The HC noted, "While the war against terror must be waged by the State with unwavering resolve, and every legitimate weapon in the armoury must be deployed in the fight against terror, a civil democratic society can ill afford sacrificing the procedural safeguards legislatively provided, and which is an integral facet of the due process of law, at the alter of perceived peril to national security.
"The Siren Song that the end justifies the means, and that the procedural safeguards are subservient to the overwhelming need to ensure that the accused is prosecuted and punished, must be muzzled by the voice of Rule of Law. Any aberration shall only be counter productive, since empirical evidence suggests that departure from the due process of law fosters an ecosystem in which terrorism burgeons and provides fodder to vested interests whose singular agenda is to propagate false narratives."
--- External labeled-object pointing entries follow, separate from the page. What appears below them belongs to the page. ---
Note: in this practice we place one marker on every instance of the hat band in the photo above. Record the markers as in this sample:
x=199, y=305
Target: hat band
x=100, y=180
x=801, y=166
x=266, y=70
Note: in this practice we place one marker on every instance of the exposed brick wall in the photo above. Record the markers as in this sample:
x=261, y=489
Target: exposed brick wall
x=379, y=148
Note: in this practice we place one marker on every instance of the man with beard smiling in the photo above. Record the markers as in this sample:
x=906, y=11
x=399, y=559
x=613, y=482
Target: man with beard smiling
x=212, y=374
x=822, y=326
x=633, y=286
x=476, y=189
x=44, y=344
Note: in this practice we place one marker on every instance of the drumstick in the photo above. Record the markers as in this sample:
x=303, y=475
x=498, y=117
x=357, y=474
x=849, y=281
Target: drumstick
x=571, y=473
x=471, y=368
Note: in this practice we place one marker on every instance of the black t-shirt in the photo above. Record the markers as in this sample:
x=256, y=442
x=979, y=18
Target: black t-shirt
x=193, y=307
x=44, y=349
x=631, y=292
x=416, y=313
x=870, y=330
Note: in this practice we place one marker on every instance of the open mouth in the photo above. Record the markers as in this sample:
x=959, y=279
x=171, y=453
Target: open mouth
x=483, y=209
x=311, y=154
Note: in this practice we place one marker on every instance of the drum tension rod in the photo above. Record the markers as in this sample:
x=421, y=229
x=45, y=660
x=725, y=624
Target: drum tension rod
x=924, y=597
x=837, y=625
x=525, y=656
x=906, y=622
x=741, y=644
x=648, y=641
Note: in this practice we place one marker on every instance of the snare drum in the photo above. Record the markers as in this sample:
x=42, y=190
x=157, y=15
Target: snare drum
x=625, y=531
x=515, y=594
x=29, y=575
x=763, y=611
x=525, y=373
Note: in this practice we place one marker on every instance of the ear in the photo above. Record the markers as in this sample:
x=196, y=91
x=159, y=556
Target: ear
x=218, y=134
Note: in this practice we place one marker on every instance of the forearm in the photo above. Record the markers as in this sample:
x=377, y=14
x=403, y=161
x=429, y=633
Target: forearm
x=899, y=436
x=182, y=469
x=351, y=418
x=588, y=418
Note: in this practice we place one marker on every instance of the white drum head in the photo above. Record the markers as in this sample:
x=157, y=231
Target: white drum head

The HC ordered the release of all convicts on the bond of Rs 50,000.
During the trial too, Saibaba's defence lawyer had flagged a procedural lapse.
"The defence, Surendra Gadling said, had challenged the seizure of electronic evidence against Professor Sai Baba, because it was not sealed and nor were proper procedures followed," reported Rediff News.
The Bombay High Court on Saturday suspended the order of Bombay High Court releasing Saibaba and others.
The SC said the High Court's order did not take the merits of the case into conisderation. It sought responses from Saibaba and others by December 8.
PTI reported the Supreme Court as saying that a detailed scrutiny is required with regard to the impugned judgment since the high court did not consider the merits of the case, including the gravity of the offence alleged against the convicts.
It said, "The accused were convicted after detailed appreciation of evidence. Offences are very serious, which are against the interest of the society, sovereignty and integrity of India. The high court has not gone into all these aspects and passed the order based on sanction under UAPA."
The Supreme Court framed several questions to be decided by the apex court and noted that Saibaba never raised the issue of absence of the mandatory sanction to prosecute under UAPA during the trial stage and did so only at the appellate stage in the high court, as per PTI.
The apex court also noted that it is a settled law that an acquittal order cannot be passed by an appellate court without reversing the findings of the trial court's conviction order.
Simply speaking, the Supreme Court said that the High Court "virtually took a short-cut route in the matter", according to The Leaflet. It noted that the apex court would now consider mainly two points.
"First, it would examine whether the high court was justified in discharging the first five accused persons on the ground of alleged irregularity in sanction after conclusion of trial and conviction by the trial court. Second, with regard to Dr. Saibaba, the bench said the issue is that when a trial court has convicted him based on evidence, can the appellate court discharge him on want of sanction without adverting to the merits of the case, more so when no specific plea of want of sanction was made by the accused at the earliest point of time, that is, trial," reported The Leaflet.